WSW: The Kalamazoo River's History Of Business, Recreation, Flooding And Contamination
For their book on the history of the Kalamazoo River Western Michigan University Geography Professor Lisa DeChano-Cook and the department’s Administrative Assistant Mary Lou Brooks used photos from historical societies and libraries. They also got pictures from people they met along the way who live in towns along the river.
The book on the Kalamazoo River is part of Arcadia Publishing’s Images of America series. Brooks took a Geography classes from DeChano-Cook. Since they both had an interest in the Kalamazoo River, they started doing research and working on a book. Brooks says they were invited into people’s homes while doing research for the book. She says they traveled with a high resolution scanner. Despite the many sources, DeChano-Cook says it was difficult to find pictures of some towns along the river.
The book moves from the headwaters, the north branch in Jackson County and the south branch in Hillsdale County to the mouth of the Kalamazoo River at Lake Michigan. Brooks says the original idea was to organize the book by subject such as business, agriculture and tourism. DeChano Cook says those themes are still in the book, as they move geographically along the river.

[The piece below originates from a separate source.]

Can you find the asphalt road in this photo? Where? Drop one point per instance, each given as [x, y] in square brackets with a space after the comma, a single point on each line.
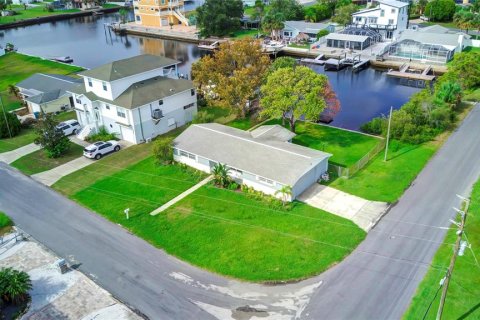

The book also deals with the disasters such as flooding which at times has been devastating for towns near the river. Brooks says solutions to flooding have sometimes caused other problems. Battle Creek encased the river in concrete to control flooding. Brooks says that has caused more flooding in other towns. DeChano-Cook says more building next to the river adds to the flooding.
Contamination, including the 2010 oil spill on the Kalamazoo River, is also a regular theme of the book. Paper mills have also been a source of contamination. DeChano-Cook says paper brought a lot of jobs to the towns along the Kalamazoo River. She says at the time people didn’t know about the long-term effects of PCB contamination. DeChano-Cook says contamination from PFASes are an emerging problem from dumping during the 1950’s and 60’s. Brooks says paper companies get a bad rap, but she says other companies also contributed to the contamination. DeChano-Cook says the river is in better shape now. She says it will probably never be completely clean, but there is more awareness about the problems and the need to clean it up.